Actualizado: 30 oct 2025

“Sangre italiana, corazón mexicano”

Fueron las primeras palabras que leí de él.  


Porque de haber leído primero su nombre “Marco Antonio” la conversación entre nosotros no hubiese existido, con eso de que le busco encaprichadamente mi libertad a un Antonio desde que tuve voz para cambiarme el nombre que me dio, desde que tuve pies para salir de la casa que nos construyó. 


“Corazón mexicano” … 

¿Se referiría al mío que a ratos pareciera que se quedó con él? 


A este corazón que aunque no nació en Zacatecas, se siente de ahí, lugar donde suena la marcha que es el segundo himno de México y donde suenan los susurros de las brujas de Beleña. Corazón que recuerda sus manos más que cualquier parte de su cuerpo, porque fueron el primer pedazo de su piel con el que decidió tocarme y el primero que me tocó. 

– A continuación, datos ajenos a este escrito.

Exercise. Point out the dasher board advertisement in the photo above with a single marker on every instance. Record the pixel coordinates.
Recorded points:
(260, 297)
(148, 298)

Podrían pasearse por mi mente los recuerdos en los que explotamos de placer sobre su cama y sobre todas las dimensiones que atravesamos con nuestras miradas profundas que se convertían en carcajadas erizadas de conexión. Pero el único pensamiento que me recorre una y otra vez es el de sus manos sobre el anillo que me dio mi madre. Esa mujer que le entregó su corazón al Marco Antonio del que salí yo.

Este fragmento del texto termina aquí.